10 tips for prescription medication safety

Starting a new medication, managing multiple prescriptions and storing them securely can be challenging. To avoid common mistakes, it’s important to talk to your doctor about prescription medication safety, proper dosages and potential symptoms.

“I recommend you have a conversation with your provider to make sure they know what medications you’re taking so you can discuss possible interactions,” says Tidelands Health ambulatory care pharmacist Brent Meck. “Sometimes, people may not remember why they’re taking some medications, or they end up taking another medication to treat side effects.”

It’s also important to keep your list of medications, including herbs and supplements, up to date.

“At least once a year, you should take all your medications to your provider. This will help keep an accurate list, but be sure to keep it updated throughout the year,” Meck says.

Medication mistakes are common — it can be easy to take the wrong medication, take too much, miss a dose or experience a harmful interaction.

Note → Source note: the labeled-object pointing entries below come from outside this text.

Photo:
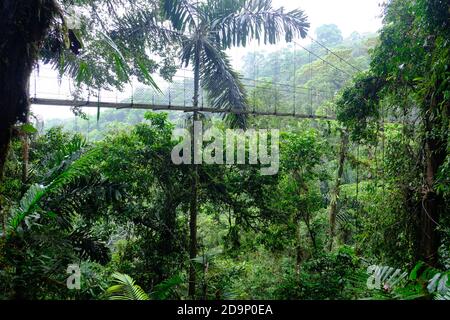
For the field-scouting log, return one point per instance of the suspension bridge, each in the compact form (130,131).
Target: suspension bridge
(265,97)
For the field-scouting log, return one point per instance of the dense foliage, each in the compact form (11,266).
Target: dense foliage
(359,208)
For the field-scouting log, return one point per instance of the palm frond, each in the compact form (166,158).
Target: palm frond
(182,13)
(125,289)
(225,89)
(258,20)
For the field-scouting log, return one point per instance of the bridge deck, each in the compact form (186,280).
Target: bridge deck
(121,105)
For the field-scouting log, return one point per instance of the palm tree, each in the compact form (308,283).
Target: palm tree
(207,29)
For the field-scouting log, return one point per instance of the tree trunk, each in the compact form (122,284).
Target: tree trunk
(194,195)
(337,187)
(24,25)
(25,157)
(432,203)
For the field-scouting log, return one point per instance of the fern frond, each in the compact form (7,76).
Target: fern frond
(125,289)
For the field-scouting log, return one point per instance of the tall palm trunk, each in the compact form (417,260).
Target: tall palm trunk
(194,195)
(337,188)
(24,25)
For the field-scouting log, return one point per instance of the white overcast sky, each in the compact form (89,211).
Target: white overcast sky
(349,15)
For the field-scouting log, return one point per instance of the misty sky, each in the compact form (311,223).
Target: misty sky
(349,15)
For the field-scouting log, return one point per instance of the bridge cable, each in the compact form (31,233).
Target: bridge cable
(335,54)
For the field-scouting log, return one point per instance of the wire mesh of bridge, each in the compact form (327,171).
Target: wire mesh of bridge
(264,97)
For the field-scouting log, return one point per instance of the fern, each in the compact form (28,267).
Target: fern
(36,192)
(27,205)
(125,289)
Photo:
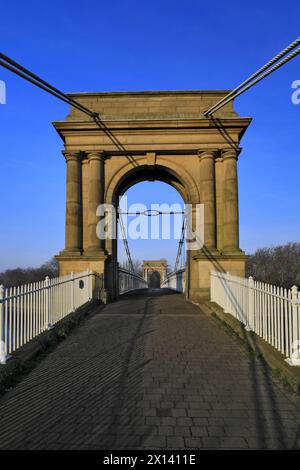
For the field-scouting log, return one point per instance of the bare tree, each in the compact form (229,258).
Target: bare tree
(279,265)
(18,276)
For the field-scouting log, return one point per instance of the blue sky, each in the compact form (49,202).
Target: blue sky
(134,45)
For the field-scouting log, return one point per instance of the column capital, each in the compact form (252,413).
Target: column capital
(231,153)
(208,153)
(96,155)
(76,155)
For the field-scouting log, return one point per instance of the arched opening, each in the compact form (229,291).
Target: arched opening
(154,281)
(151,209)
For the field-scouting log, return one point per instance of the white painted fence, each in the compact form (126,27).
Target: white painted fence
(28,310)
(130,281)
(271,312)
(175,280)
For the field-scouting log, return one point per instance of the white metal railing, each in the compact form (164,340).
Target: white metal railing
(130,281)
(271,312)
(28,310)
(175,280)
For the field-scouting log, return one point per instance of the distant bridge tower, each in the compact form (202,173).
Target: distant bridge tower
(154,272)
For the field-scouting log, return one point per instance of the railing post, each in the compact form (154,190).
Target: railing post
(225,278)
(294,360)
(72,292)
(90,283)
(48,322)
(249,325)
(2,332)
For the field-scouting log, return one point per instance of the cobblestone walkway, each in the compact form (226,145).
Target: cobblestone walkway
(150,371)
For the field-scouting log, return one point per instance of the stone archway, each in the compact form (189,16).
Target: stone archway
(153,135)
(156,267)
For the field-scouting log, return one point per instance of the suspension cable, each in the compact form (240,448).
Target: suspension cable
(18,69)
(180,246)
(125,241)
(250,80)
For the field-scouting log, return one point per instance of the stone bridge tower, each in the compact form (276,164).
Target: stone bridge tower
(153,136)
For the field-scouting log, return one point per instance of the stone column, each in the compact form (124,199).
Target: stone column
(219,200)
(73,202)
(208,197)
(96,197)
(230,208)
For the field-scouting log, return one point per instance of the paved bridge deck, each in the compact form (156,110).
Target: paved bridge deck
(148,371)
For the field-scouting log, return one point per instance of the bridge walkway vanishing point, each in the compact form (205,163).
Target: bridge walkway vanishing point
(148,371)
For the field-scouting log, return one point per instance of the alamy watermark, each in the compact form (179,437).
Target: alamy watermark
(2,92)
(296,94)
(161,221)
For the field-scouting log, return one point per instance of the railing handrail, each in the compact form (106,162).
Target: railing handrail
(29,309)
(127,271)
(272,312)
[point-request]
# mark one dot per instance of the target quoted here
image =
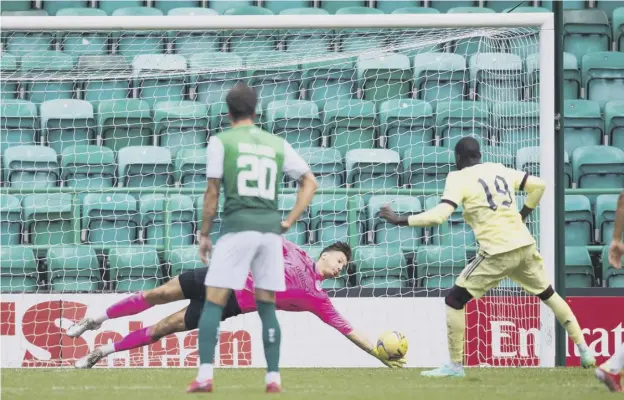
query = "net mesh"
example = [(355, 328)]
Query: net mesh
[(103, 149)]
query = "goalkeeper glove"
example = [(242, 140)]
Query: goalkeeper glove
[(388, 363)]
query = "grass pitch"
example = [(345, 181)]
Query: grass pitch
[(316, 384)]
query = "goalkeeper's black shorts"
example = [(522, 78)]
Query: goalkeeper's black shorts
[(193, 288)]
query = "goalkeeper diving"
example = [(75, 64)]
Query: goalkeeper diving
[(303, 293), (487, 192)]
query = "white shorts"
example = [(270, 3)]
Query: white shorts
[(235, 254)]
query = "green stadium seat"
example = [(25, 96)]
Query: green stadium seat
[(455, 232), (579, 272), (357, 40), (499, 154), (456, 119), (611, 277), (10, 220), (18, 270), (297, 121), (603, 77), (246, 42), (585, 31), (298, 233), (18, 123), (109, 219), (26, 167), (384, 76), (567, 169), (166, 6), (22, 43), (438, 267), (517, 124), (528, 160), (380, 267), (8, 88), (578, 220), (78, 44), (183, 259), (426, 167), (618, 28), (440, 77), (606, 204), (67, 123), (373, 168), (17, 5), (88, 167), (110, 6), (350, 124), (403, 237), (180, 125), (326, 165), (277, 6), (326, 81), (113, 85), (124, 122), (390, 6), (48, 219), (406, 122), (152, 219), (614, 123), (603, 165), (214, 75), (332, 6), (47, 65), (133, 43), (221, 6), (330, 220), (477, 44), (496, 77), (188, 43), (190, 168), (134, 268), (583, 125), (306, 41), (73, 269), (218, 119), (215, 232), (168, 81), (144, 166), (571, 77), (276, 77)]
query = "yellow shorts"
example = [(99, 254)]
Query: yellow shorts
[(524, 265)]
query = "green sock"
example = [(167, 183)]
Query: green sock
[(208, 327), (271, 334)]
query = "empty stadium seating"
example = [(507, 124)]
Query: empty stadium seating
[(356, 120)]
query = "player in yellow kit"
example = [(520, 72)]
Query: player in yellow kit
[(487, 191)]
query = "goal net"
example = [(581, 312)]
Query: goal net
[(103, 142)]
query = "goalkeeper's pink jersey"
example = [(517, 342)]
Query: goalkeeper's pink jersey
[(303, 290)]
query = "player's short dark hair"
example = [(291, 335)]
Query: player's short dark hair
[(467, 152), (339, 246), (241, 101)]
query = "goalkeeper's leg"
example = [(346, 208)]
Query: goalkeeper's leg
[(610, 373), (134, 304), (143, 337)]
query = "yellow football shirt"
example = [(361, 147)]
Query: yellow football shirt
[(487, 193)]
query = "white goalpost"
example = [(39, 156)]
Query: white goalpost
[(104, 127)]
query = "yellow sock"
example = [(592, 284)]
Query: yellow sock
[(566, 318), (455, 326)]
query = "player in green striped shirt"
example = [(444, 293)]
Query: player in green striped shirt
[(248, 162)]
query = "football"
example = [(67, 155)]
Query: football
[(392, 345)]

More than 131 million people — 66 percent of adults in the U.S. — use prescription medications with nearly 30 percent taking five or more medications daily, so mistakes are common.

Here are 10 tips to help you better manage medications:

1. Ask and understand

Talk to your doctor or pharmacist about any new drug you’ve been prescribed to confirm the exact dose and when best to take it.

Some medications should be taken on an empty stomach or with food. Your physician or pharmacist needs to know of other medications you are taking, including over-the-counter medications, to alert you of potential interactions and help you best manage your health.

2. Stay on track

To help you remember to take your medicine and stick to a routine, set a timer on your phone or keep the medication next to things you use daily, such as your toothbrush or alarm clock.

3. Don't miss a dose

A pill organizer is a great way to manage weekly or daily doses. For multiple medications that require dosing at different times, consider choosing one with compartments for morning, noon or night.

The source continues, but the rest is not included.